On fourth-and-five at their own 30-yard line, the Bills ran a fake punt in which Damar Hamlin was stopped by the Chiefs' special teams unit. The play looked doomed from the start, and Kelce was as flabbergasted as he was excited, he explained on the "New Heights" podcast.

"Initially, I'm like, 'What in the f--k are they doing?'" Kelce said. "Fourth-and-five in your own territory at that point in the game, that's not your fake call right there, especially in the playoffs where everything is on the line."

After some thought, Kelce realized the Bills might have automatically checked to the fake at the line of scrimmage because the Chiefs only had 10 defenders on the field. Perhaps Buffalo saw an opportunity to pick up an easy first down, but Kansas City was all over the trick play, despite being short-handed.

"I think there had to have been a check," Kelce said. "Our punt return team only had 10 guys out on the field. With that being said, I think some teams and some coaches might have an automatic audible. If they're missing a guy, take advantage of that. Go to whatever side has the least amount of guys, and just run an outside sweep and hope your guys can get a body on a body."
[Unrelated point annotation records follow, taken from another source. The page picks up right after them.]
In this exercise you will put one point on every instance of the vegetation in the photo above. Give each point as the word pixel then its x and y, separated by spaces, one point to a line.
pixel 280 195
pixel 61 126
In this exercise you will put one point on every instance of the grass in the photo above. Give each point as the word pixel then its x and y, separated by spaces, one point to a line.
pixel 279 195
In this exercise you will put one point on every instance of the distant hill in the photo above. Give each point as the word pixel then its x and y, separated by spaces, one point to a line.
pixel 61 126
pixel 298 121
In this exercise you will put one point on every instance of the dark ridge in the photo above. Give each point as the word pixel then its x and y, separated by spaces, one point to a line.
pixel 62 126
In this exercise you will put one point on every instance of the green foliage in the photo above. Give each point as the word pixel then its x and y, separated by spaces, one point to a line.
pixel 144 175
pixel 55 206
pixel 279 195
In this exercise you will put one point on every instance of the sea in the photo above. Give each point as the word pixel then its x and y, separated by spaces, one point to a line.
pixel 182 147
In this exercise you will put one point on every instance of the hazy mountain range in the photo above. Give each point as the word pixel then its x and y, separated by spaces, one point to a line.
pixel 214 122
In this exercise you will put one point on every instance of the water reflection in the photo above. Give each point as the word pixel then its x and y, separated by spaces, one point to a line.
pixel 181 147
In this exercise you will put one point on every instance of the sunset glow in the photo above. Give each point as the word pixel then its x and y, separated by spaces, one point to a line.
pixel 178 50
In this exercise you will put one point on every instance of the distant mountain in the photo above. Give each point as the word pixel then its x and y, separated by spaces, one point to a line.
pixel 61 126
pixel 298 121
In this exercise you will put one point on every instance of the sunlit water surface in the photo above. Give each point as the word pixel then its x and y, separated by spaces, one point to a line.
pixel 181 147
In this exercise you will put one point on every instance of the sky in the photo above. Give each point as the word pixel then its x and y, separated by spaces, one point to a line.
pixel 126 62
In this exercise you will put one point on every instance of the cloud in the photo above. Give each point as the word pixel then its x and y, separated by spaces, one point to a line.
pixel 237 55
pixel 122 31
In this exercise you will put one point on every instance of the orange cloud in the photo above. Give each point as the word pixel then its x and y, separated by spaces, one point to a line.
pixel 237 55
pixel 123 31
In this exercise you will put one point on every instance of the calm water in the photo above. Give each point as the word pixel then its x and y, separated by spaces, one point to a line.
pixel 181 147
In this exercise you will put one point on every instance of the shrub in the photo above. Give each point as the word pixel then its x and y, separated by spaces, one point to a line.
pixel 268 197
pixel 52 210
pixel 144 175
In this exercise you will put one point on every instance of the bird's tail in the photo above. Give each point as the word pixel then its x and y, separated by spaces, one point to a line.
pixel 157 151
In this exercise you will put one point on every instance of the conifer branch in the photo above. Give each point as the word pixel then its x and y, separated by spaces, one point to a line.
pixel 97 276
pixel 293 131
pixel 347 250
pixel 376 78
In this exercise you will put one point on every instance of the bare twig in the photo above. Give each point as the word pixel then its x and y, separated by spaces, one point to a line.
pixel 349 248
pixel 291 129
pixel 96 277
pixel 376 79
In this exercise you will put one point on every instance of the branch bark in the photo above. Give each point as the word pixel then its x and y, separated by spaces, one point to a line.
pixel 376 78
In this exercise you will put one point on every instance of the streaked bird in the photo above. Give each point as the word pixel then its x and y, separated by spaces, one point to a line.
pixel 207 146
That play wound up not costing the Bills much except field position because Chiefs wide receiver Mecole Hardman fumbled the ball through the end zone less than a minute later to give Buffalo the ball back.

The Bills punted on that drive and essentially ended the game on a missed field goal with 1:47 remaining on their final drive of the game. That allowed the Chiefs to win, 27-24, and advance to the AFC Championship Game. Buffalo fans will be left to wonder what would have happened if the team had been able to convert on that fourth-down attempt.